Most of the designs are named, with popular ones including the jubilee pattern, (first produced for the silver jubilee of George V and Queen Mary in 1935), Olokun (“goddess of the sea”), and Ibadadun (“Ibadan is sweet”). Nigeria is also known for its two-tone indigo resist designs, created by repeat dyeing of cloth painted with cassava root paste to create a deep blue; the paste is then washed out and the cloth dyed a final time. Quality cloth is dyed 25 or more times to create a deep blue-black color before the paste is washed out. Additional forms of indigo resist-dyeing exist in other parts of West Africa; for example, the Bamana of Mali use mud resist, while Senegalese dyers use rice paste rather than cassava root. And the Ndop of Cameroon use both stitch resist and wax resist.[4]
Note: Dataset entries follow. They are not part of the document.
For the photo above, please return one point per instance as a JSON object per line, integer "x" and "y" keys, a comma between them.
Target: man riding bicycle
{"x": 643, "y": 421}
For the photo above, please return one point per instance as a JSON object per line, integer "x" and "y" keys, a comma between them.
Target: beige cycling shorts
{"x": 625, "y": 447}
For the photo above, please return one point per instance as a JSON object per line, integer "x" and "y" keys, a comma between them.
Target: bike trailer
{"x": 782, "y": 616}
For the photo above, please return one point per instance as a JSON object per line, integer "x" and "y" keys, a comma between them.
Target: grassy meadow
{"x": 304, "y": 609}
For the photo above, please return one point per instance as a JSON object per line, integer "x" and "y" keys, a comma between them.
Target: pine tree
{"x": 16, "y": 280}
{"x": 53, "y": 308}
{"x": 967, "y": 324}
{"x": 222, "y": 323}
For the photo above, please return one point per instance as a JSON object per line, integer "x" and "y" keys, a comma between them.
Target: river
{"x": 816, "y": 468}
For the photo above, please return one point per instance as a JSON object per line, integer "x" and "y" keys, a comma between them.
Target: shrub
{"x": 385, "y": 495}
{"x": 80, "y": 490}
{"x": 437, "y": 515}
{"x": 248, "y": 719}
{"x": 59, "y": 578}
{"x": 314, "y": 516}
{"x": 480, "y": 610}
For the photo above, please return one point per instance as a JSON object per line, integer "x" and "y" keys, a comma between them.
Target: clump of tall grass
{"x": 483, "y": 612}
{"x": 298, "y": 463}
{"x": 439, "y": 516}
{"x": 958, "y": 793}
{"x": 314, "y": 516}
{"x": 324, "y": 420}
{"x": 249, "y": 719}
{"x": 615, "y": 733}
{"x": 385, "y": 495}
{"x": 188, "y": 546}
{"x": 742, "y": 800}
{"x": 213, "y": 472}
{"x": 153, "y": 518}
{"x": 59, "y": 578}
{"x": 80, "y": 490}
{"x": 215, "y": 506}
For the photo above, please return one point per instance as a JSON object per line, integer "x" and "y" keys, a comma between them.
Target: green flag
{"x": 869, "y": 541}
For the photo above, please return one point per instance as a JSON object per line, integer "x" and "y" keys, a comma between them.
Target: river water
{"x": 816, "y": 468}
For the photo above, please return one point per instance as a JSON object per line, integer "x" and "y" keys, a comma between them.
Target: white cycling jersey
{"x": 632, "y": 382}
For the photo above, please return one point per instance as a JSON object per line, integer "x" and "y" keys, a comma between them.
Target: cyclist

The tradition of indigo dyeing goes back centuries in West Africa. The earliest known example is a cap from the Dogon kingdom in Mali dating to the 11th century, dyed in the oniko style.[4]

Below is a picture of an adire material I found on Google images.

adire tie and dye

 

How to tie and dye using Dylon dyes

Using the free dyes I had from Dylon, I did a test run to see how it would come out. I fold an old pillow case into two and tied it twice in the middle using some strings. I dyed one half of the pillow in one colour then the other half in another colour.

Here’s the result, what do you think of my first try?

tie and dye with segilola salami using dylon dyes

Please note that if you dye your clothes, you would need to wash them separately as the colour does run.